Producers need to monitor the impacts of tillage and crop rotations on crop emergence, vigor, and yield for use in annual crop selection on their fields.

Findings. Research is ongoing. Results are not yet available.

9. Determine the breeding activity for herd sires and beef females.
Breeding success is critical to profitable beef production. Real-time monitoring of breeding activity and movement for bulls and cows make producers aware of mobility problems as well as normal breeding behavior. 

Findings. Research is ongoing. Results are not yet available.

10. Take the temperature of animals and the feedlot surface temperatures of various beddings.
Feedlot managers need to monitor heat load on feedlot surface temperatures and relate it to actual animal body temps to mitigate stress in animals.
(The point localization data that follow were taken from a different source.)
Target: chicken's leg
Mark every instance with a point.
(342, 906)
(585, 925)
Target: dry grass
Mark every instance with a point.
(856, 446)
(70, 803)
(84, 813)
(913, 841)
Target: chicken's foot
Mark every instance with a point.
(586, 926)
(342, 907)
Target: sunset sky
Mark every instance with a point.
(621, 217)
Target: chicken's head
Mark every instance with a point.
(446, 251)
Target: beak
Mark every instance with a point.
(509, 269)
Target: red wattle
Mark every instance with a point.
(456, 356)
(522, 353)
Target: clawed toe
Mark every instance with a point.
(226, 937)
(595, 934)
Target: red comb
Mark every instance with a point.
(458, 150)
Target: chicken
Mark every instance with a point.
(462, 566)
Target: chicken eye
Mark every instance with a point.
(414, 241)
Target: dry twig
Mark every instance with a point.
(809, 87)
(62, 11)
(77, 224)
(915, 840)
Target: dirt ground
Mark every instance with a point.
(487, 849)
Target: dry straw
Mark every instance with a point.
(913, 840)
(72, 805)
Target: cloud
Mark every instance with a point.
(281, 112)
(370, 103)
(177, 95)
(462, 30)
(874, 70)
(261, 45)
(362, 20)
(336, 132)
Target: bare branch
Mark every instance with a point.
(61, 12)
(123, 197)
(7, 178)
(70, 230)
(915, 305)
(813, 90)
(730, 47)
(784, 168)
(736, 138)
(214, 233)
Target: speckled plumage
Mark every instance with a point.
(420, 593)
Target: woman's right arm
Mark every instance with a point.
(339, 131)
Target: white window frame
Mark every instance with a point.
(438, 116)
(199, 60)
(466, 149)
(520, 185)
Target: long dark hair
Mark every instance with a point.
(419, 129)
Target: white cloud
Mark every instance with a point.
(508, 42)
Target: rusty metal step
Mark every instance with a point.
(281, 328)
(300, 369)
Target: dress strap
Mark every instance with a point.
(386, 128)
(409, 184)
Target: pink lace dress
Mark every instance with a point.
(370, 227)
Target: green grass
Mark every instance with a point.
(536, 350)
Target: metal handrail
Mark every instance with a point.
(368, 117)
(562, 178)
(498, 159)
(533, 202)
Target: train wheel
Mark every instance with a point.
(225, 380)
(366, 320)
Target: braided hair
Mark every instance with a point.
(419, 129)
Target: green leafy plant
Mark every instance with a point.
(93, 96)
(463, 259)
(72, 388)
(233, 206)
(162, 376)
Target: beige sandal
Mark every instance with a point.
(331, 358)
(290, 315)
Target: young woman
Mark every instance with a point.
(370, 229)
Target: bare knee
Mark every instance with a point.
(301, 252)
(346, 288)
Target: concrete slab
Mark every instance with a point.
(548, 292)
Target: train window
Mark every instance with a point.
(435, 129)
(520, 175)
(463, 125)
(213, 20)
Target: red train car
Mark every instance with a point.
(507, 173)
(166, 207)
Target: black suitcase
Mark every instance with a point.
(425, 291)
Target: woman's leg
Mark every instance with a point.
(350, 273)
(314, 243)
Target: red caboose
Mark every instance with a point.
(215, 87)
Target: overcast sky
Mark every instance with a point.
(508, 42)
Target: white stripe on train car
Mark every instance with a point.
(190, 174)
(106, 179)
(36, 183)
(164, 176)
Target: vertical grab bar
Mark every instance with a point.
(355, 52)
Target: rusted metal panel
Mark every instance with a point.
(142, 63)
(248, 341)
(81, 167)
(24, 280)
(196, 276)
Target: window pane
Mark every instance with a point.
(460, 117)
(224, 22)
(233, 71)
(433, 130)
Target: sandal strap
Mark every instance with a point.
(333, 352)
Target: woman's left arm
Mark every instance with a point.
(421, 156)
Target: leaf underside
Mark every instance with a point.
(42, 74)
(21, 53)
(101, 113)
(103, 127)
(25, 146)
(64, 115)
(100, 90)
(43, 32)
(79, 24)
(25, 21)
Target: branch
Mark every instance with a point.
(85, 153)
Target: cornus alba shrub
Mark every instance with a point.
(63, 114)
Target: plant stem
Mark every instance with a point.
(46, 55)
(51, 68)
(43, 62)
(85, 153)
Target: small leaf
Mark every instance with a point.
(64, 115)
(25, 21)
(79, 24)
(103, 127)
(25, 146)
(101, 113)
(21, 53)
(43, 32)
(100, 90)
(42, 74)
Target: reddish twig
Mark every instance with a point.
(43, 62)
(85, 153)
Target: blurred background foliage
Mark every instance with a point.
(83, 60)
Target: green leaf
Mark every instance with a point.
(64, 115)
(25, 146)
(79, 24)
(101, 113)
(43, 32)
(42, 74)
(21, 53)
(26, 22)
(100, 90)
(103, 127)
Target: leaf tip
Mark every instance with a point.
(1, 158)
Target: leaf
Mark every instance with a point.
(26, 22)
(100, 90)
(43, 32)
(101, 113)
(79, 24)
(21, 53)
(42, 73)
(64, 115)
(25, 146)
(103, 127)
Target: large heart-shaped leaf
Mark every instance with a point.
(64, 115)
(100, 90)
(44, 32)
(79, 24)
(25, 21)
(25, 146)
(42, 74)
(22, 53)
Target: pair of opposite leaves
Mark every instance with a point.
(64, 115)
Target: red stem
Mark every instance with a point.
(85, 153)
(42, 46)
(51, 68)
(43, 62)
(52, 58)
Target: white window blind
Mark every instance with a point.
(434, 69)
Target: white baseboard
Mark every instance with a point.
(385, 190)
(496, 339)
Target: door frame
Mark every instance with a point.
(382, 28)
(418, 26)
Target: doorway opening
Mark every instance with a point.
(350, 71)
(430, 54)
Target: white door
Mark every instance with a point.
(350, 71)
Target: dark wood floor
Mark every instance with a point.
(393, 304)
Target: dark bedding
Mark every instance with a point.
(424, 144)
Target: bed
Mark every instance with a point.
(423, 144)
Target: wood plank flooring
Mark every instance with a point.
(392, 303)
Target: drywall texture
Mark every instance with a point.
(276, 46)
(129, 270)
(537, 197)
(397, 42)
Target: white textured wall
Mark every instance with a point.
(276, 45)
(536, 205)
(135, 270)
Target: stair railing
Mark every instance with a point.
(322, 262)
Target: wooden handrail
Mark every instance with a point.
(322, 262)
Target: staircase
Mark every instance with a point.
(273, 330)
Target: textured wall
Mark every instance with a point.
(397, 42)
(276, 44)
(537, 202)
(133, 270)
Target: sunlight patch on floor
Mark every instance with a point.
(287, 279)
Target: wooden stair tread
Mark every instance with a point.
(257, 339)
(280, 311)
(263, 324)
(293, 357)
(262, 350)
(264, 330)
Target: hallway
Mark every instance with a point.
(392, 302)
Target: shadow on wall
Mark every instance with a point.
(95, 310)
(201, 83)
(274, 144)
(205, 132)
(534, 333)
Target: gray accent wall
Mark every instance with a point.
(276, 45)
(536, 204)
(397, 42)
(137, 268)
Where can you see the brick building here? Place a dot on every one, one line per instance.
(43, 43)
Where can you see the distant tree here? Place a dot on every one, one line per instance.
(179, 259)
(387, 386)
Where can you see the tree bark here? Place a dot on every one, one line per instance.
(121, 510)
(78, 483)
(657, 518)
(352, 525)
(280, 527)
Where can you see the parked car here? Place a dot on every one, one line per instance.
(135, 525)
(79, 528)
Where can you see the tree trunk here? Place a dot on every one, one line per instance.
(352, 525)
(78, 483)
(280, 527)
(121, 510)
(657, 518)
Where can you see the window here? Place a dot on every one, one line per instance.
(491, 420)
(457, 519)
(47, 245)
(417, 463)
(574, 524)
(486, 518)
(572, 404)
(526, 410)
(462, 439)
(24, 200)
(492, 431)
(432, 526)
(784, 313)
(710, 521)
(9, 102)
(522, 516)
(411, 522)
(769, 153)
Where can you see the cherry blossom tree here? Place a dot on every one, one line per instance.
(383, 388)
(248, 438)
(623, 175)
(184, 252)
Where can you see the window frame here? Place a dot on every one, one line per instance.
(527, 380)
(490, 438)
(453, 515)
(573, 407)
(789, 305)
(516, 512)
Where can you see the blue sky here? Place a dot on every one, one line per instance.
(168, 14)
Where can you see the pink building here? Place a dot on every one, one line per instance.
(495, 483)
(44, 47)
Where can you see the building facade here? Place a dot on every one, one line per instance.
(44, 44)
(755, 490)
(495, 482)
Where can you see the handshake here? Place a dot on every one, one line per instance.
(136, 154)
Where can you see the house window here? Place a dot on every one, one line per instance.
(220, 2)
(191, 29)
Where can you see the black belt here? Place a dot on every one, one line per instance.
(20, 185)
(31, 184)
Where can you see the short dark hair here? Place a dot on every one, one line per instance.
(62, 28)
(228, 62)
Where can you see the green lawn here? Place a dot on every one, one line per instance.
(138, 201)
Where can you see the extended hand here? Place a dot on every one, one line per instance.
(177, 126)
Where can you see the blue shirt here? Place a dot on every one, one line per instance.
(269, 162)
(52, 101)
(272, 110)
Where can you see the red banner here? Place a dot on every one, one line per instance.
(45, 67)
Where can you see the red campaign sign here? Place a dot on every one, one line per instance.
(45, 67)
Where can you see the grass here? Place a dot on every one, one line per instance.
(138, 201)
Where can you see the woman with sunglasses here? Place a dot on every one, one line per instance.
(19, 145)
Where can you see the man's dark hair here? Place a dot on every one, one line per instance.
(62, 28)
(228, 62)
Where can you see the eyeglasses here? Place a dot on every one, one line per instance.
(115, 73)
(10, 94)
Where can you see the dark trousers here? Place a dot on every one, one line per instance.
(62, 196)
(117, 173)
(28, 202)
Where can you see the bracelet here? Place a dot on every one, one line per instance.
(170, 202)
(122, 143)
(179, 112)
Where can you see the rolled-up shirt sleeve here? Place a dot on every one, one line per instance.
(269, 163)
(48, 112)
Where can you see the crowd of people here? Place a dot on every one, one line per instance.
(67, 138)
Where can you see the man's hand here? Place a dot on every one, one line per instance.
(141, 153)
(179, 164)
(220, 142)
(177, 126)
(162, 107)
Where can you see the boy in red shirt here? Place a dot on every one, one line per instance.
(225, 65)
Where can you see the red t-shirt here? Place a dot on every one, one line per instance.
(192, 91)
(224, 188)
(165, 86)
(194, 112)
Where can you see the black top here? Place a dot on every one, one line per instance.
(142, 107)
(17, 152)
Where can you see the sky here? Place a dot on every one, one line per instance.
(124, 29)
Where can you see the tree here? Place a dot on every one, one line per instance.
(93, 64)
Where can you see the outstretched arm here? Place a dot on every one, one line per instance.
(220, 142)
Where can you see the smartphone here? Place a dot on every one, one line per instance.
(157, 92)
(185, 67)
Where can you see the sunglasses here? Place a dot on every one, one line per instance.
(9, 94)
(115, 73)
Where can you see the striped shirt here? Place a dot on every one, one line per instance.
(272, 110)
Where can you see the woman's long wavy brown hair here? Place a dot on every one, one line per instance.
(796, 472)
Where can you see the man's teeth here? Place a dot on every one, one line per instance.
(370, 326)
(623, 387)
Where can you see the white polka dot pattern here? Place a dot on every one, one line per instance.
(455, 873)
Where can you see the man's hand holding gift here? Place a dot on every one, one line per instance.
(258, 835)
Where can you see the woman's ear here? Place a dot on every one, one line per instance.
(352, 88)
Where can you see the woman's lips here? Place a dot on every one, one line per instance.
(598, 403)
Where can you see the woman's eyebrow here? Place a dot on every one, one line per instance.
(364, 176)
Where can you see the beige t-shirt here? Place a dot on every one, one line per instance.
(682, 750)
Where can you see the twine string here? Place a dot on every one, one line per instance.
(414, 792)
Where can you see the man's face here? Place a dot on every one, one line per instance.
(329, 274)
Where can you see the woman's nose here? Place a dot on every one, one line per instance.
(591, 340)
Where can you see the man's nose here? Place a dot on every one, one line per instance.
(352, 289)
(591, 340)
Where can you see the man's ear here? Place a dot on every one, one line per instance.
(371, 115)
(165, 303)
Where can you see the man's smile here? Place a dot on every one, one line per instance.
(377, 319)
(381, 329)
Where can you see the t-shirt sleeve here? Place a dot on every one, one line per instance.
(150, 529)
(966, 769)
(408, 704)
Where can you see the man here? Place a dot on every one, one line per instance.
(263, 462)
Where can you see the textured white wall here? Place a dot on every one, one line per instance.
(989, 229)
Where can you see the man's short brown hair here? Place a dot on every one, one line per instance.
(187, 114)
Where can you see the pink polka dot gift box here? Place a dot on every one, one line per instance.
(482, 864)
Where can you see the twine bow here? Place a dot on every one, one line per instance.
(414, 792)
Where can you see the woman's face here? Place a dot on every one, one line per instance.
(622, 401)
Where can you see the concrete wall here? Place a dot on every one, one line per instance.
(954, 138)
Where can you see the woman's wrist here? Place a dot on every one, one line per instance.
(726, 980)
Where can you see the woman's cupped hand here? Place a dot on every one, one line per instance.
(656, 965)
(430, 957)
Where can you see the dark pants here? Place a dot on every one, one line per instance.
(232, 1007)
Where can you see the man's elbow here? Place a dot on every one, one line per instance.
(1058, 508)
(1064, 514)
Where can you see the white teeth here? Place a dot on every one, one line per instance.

Compost piles may be remotely monitored more easily to determine the need for aeration/turning or spreading or marketing finished compost.

Findings. Researchers will measure the surface temperature of the various bedding materials using ground thermometers. Thermal-image data will be collected with a UAS to detect the surface temp of the feedlot. Research is ongoing. Results are not yet available.

11. Detect diseased beef animals in pastures.
Beef producers need to identify diseased animals as soon as possible to treat the animals, or isolate sick animals.

Findings. Research is ongoing. Results are not yet available.

12. Identify animals with extreme dispositions.
Animals will be monitored in pastures three times each day to identify disruptive behavior. Data from the multispectral images will be compared with the ground truth data to establish the accuracy and ability of the UAS to identify rogue animals. This data collection system will be repeated three times during the summer animal-grazing period.

Findings. Research is on-going. Results are not yet available.

“This industry is still in its infancy,” says Ostlie. “There are bound to be great improvements in the speed of processing data and ease in which it is collected and viewed. While we still have a lot of data to evaluate from this past growing season, we will continue our research efforts in 2015 to see what other information can be gleaned with this new technology.”